YYYYY would I lie or make up such a fantastic tale? Do you think I am making it up, 3rd Cuss Sammy? I know the entire world is wondering about it right now, even poor people have TV sets you know.

Fortune 500 people, why shouldn't I fight back and tell the ultimate things now since you refuse to let me live a life????????????????????????????????????? This is only one shock today, I had eleven others at this place on Route One, and as stated on my last blog, this fellow waited nearly 50 mega years there for me to walk in there so he could tell me this, and laugh all you want folks,. As I know this is all the total truth. UI have a strange little feeling that SSJK knows it as well. Let me crash into sleep now, and no, I will not take the little remote and try cheating on my test to get Gawky's newest degree at Teck Bay. :Please try and stay out of my nightmares, Hip Hub. I wish you only well friend Len, and you do not ever have to worry about me. Your wonderful sister Diana takes very special care of me, bud.

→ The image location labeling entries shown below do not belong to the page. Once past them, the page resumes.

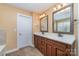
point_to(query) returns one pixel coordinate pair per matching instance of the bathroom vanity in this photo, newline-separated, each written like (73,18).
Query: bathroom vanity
(49,44)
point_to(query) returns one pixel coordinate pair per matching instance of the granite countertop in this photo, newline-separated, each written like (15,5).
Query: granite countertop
(67,38)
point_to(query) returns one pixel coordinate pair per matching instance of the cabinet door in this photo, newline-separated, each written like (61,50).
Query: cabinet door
(50,50)
(35,41)
(39,44)
(43,50)
(60,52)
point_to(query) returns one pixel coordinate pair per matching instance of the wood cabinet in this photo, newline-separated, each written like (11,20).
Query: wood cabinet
(50,47)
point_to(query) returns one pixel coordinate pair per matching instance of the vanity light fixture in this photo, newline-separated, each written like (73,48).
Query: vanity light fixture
(41,16)
(54,8)
(64,4)
(59,6)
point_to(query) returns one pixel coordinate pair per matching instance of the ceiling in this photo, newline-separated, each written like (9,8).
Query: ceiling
(33,7)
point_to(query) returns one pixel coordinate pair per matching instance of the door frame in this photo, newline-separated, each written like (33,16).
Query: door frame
(17,27)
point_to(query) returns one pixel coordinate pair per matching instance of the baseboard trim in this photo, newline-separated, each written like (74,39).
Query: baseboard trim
(13,50)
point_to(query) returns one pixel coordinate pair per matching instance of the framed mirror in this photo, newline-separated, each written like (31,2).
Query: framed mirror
(63,20)
(44,24)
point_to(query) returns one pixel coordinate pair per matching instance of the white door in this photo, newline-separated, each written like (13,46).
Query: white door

HANL, kind sir.

If anyone wants me to stop spreading the news, Frankie, about this powerful weapon that dwarfs any atomic bomb, let me have my life back, and let this nightmare of 0886 end, otherwise, I am forced to end the world, Demi, as I cannot end unless it ends, you knew that in freaking eighty-eight, you and Emit Hollywood Smoker, correct Mister Spockwhales???????????? Go back to where you all come from and leave me alone, or I'll keep telling everybody how to make this thing go away and disappear, as it isn't really here anyway, correct? I mean this planet no harm, and ask so darn little, just let me have my freaking life back, you sick monsters, thank you so very much.
'''''{{{(((END OF THIS NIGHTMARE TRANSMISSION FOLKS, WHAAAAAAAAAAAAAAAAAAA)))}}}'''''.